- Kategori
- Çocuk Psikolojisi
Bebeğin Beyni ve İnsanın Doğası (Fıtratı)
Olan ilgimle izlemeye çalıştığım insan ve topluma dair; okuduğum ‘Gelecek 50 yıl Bilim ve Yaşam’ katılımcısı olduğum Küresel Değişimin Geleceği (Futuristanbul), 5. Zekâ ve Yetenek Kongresinden sonra SUM A.Ş. House of Human’ın 9 Ocak’taki aylık geleneksel KOÇ’LAR buluşmasının toplamı bana İNSAN DOĞASI ve POTANSİYELİ olgusunu (kavramını) yeniden bir bütün düşündürdü.
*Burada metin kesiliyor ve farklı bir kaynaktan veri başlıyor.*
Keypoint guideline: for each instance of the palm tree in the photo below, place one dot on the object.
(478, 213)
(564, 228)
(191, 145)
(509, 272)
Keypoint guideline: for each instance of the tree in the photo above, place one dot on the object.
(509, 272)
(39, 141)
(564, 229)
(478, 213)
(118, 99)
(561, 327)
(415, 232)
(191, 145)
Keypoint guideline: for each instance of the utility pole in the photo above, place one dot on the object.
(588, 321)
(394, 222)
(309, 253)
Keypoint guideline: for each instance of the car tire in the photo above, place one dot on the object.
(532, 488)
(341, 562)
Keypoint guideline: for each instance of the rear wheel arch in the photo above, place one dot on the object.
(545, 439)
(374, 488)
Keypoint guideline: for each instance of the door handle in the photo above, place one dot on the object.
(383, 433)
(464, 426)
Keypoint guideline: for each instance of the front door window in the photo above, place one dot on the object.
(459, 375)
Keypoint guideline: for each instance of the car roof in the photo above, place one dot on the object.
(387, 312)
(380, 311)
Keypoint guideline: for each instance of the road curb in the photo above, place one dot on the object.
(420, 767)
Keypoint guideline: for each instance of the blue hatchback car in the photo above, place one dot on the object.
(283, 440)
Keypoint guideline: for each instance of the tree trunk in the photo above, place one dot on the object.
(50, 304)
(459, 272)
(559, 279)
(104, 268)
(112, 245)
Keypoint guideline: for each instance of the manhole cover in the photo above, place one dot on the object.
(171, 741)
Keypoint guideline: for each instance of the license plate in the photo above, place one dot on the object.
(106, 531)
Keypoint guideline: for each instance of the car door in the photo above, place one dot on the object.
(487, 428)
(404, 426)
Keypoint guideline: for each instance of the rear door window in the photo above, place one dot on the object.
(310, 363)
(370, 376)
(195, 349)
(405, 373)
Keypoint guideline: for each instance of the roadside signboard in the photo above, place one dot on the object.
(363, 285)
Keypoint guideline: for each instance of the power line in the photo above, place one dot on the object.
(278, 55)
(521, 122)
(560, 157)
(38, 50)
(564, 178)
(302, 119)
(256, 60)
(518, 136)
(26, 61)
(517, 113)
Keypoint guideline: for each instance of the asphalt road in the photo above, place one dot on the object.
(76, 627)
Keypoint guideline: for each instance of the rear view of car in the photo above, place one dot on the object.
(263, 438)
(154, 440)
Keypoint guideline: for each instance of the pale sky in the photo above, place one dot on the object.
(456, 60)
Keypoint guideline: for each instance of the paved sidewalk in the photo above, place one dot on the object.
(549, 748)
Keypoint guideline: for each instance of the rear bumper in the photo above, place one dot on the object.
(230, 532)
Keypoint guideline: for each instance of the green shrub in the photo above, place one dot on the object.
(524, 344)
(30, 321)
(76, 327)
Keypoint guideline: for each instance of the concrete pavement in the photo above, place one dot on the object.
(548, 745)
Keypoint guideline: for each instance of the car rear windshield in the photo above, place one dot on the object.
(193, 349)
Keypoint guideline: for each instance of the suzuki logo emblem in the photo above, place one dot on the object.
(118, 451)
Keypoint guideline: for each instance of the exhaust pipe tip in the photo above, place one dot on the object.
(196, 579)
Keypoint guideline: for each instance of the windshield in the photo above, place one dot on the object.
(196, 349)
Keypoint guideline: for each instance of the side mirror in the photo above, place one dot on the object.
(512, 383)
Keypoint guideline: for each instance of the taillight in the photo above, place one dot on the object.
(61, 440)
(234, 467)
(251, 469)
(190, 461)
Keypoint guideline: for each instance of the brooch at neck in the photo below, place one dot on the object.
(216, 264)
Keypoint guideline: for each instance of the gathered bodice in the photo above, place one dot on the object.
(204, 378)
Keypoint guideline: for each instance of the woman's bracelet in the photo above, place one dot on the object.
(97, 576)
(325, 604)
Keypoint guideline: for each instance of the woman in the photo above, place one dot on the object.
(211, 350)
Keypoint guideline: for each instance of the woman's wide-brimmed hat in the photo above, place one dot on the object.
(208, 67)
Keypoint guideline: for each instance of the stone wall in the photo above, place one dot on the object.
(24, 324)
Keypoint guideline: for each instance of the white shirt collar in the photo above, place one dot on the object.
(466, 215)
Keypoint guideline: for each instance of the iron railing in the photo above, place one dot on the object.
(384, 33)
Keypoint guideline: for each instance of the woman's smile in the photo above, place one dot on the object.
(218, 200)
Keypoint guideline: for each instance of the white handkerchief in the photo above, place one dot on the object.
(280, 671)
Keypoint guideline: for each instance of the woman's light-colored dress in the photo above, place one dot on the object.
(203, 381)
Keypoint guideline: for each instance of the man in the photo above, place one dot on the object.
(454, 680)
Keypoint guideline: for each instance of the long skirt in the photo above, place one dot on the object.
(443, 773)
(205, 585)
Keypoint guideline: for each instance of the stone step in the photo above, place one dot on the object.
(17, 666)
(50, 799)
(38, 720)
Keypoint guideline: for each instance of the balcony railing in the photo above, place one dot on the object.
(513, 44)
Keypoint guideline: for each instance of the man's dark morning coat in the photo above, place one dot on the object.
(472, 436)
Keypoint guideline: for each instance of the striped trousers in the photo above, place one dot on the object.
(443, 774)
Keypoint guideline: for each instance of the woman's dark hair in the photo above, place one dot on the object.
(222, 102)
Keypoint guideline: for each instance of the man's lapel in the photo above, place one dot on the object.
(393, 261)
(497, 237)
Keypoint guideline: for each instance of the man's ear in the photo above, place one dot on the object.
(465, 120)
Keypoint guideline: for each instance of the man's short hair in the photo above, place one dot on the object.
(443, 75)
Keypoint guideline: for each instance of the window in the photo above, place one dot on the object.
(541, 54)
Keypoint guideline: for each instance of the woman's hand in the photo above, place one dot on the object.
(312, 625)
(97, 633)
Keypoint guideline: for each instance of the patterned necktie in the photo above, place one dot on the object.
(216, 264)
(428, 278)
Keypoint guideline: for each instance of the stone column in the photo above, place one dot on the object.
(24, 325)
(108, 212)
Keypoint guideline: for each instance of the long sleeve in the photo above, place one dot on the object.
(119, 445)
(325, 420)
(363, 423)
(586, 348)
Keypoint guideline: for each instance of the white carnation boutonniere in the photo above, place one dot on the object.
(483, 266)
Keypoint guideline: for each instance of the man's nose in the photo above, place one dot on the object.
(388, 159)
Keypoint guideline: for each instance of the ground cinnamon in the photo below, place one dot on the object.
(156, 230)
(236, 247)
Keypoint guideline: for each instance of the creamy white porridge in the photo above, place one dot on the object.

Artık bir kadın doğum yaptıktan sonra yapılan bebeğiyle fotoğrafının çekilmesini bir başka boyutta düşünmeye başladım.
Bir annenin doğum yaptıktan sonra yapılan fotoğraf çekimine paralel annenin, babanın ve çocuk un beyninin haritası çıkarılabilir mi?
Bırakın anne ve babayı sadece bebeğin beyninin kimyası, ana fonksiyonları, zekâ düzeyleri, kişilik analizi tanımlanabilse; potansiyelinin temeli, doğası, fıtratı belirlenerek hayata nasıl başladığı ve nasıl ilerlemesi gerektiği tanımlanarak bireyin kendini verimli yaşaması sağlanabilir.
Bu analizler doğarken yapılmasa bile anaokuluna başlarken yapılarak bireyin kendiyle barışık verimli gelişmesi tüm toplumun barışıklığını ve verimliğini kökten etkiler.
Özetle; insan doğası (fıtratı) doğarken sahip olduğu beyindir, bu tanımlanmadıkça eğitim modelinin, psikolojik analizin ve psikiyatrik müdahalelerin dayanaksız olduğunu düşünüyorum.
Neredeyse her yıl değişen eğitim modelinin neye göre yapıldığını, psikolojik analizlerin veya psikiyatrik reçetelerin neye dayandığını merak etmemek mümkün mü?